26

1.4K 233 69
                                    

Gerimis menemani malam yang sunyi. Tambah sunyi, ketika aku seorang diri duduk menghadap jendela yang sudah tertutup. Memandang apa yang bisa dipandang, tapi otakku tetap berpusat pada nasib.

Bukan tentang seberapa lama bersama, kata 'setia' hanya bertandang pada mereka yang takut kehilangan.

Dia yang setia, dia yang paling takut mengkhianati. Barangkali, dia tahu perihnya sebuah pengkhianatan. Ya, sungguh perih.

Dia tak akan pergi, tetap membersamai dengan segala kurang dan lebih.

Dia yang tak setia, adalah dia yang tak pernah mengedepankan akal sehat. Dia yang dibutakan oleh kesenangan semu. Dia yang jiwanya dikendalikan oleh setan.

Aku memeluk diriku sendiri. Menguatkan apa yang bisa kupertahankan. Kalau bukan diriku, siapa lagi? Karena pada akhirnya yang menerima segala emosi ya cuma diri sendiri.

Meneliti segala kurang pada diriku. Banyak. Mungkin itulah sebabnya dia mencari kelebihan yang ada pada wanita lain. Sampai-sampai, ia lupa kelebihanku pun akan hilang jika ia terus sibuk mencari.

"Kok nggak jawab salam?"

Aku menoleh, satu sosok yang kucintai berjalan ke arahku. Kulirik jam dinding, pukul 11.50 WIB.

"Kenapa belum tidur?" Menghampiriku, mengecup keningku. Aku menggeleng. Tetap saja. Perlakuan manisnya selalu membuatku luluh, hingga akhirnya aku menyalahkan diri sendiri. Bagaimana bisa aku ingin pergi dari sosok yang begitu kucintai.

"Dede belum ngantuk, ya?" mengecup perutku penuh kasih.

Dia anaknya. Kelak, yang ia cari adalah ayahnya. Lantas bagaimana bisa aku tanpa sosok ini?

"Lapar?" Dia mengangguk. Aku segera bangkit, "Aku siapin ya."

Rasanya, aku tak pernah kurang dalam melayaninya sebagai suami. Tapi tetap saja, sebanyak apapun terasa kurang ketika lupa bersyukur.

Kutemani ia makan, melahap masakanku yang kumasak sambil menangis. Ya, menangis. Siapa yang tidak sakit melihat suaminya bersama wanita lain?

"Itu dimasak sambil nangis." Suapan terakhir, dia mendongak menatapku.

"Tadi sore aku tau kamu ketemu Tia." Dia tetap tenang. Menegak habis air putih di gelas, lalu menyandarkan tubuhnya di kursi.

"Iya."

Hanya iya. Sakit rasanya, melihatnya bersikap seperti orang bodoh.

"Iya?"

Dia mengangguk, "Iya aku ketemu bentar."

Aku menahan air mata. Dia berbohong, aku sakit. Dia jujur begini, aku tambah sakit.

"Beneran nggak bisa mengakhiri?"

"Bisa. Tadi sore aku ketemu dia membicarakan hal itu."

"Lalu? "

Dia menghela napas. "Ini salahku, jangan salahkan siapapun. Yang memulai, juga aku. Biar aku akhiri dengan baik-baik."

Dia memang salah. Tak pernah ada perselingkuhan yang benar.

"Kapan?"

Dia menunduk. Terlihat wajah rasa bersalah. Tapi percuma. Dia terlalu baik.
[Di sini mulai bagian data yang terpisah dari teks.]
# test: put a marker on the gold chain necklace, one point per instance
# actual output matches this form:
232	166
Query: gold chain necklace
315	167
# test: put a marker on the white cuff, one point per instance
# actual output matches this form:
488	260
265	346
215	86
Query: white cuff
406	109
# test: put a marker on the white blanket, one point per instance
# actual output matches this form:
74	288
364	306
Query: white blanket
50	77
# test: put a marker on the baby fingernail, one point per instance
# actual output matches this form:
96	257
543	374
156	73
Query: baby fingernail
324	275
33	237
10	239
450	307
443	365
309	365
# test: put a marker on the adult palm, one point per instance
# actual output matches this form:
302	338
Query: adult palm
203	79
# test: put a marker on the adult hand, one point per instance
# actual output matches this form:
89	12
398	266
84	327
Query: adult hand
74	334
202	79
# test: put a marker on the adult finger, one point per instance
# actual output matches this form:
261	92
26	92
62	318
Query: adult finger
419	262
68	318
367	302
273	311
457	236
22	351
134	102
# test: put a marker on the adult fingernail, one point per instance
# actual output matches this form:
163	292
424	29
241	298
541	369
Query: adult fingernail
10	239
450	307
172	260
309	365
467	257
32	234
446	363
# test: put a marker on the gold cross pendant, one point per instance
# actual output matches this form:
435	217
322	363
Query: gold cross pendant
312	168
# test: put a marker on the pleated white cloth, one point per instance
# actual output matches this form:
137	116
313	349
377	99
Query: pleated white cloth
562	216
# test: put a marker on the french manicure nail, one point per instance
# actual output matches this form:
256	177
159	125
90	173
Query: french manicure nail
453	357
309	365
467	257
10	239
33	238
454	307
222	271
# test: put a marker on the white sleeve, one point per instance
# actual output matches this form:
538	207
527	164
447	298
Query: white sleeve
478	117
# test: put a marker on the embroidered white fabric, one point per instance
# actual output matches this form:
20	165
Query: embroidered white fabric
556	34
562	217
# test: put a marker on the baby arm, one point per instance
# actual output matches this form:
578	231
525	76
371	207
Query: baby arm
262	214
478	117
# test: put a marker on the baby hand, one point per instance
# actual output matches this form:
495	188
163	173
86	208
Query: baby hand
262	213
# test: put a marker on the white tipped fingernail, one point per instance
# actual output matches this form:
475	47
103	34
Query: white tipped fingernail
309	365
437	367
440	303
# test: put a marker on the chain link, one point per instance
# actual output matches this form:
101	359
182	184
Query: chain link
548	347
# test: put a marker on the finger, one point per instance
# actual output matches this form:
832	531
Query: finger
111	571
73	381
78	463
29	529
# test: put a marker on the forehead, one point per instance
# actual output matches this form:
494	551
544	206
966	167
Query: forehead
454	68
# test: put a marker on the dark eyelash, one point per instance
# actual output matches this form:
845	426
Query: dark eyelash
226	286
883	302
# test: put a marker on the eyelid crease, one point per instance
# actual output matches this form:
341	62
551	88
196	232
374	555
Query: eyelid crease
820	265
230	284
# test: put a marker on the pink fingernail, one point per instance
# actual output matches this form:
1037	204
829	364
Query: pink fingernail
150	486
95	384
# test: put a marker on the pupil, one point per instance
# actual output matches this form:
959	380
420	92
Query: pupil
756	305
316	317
Baik untukku, baik untuk orang lain. Rasa segan menyakiti yang membuatnya terjebak. Tanpa sadar, aku lah yang paling dia sakiti.

"Iya, Mas nggak mau ada yang sakit hati."

Aku tertawa mengejek dengan air mata yang mulai menetes.

"Lah, aku udah sakit, Mas. Kamu nggak mau Tia sakit hati?"

Dia diam.

"Kalian itu salah. Tia juga salah, pantas dia disakiti karena kesalahannya sendiri."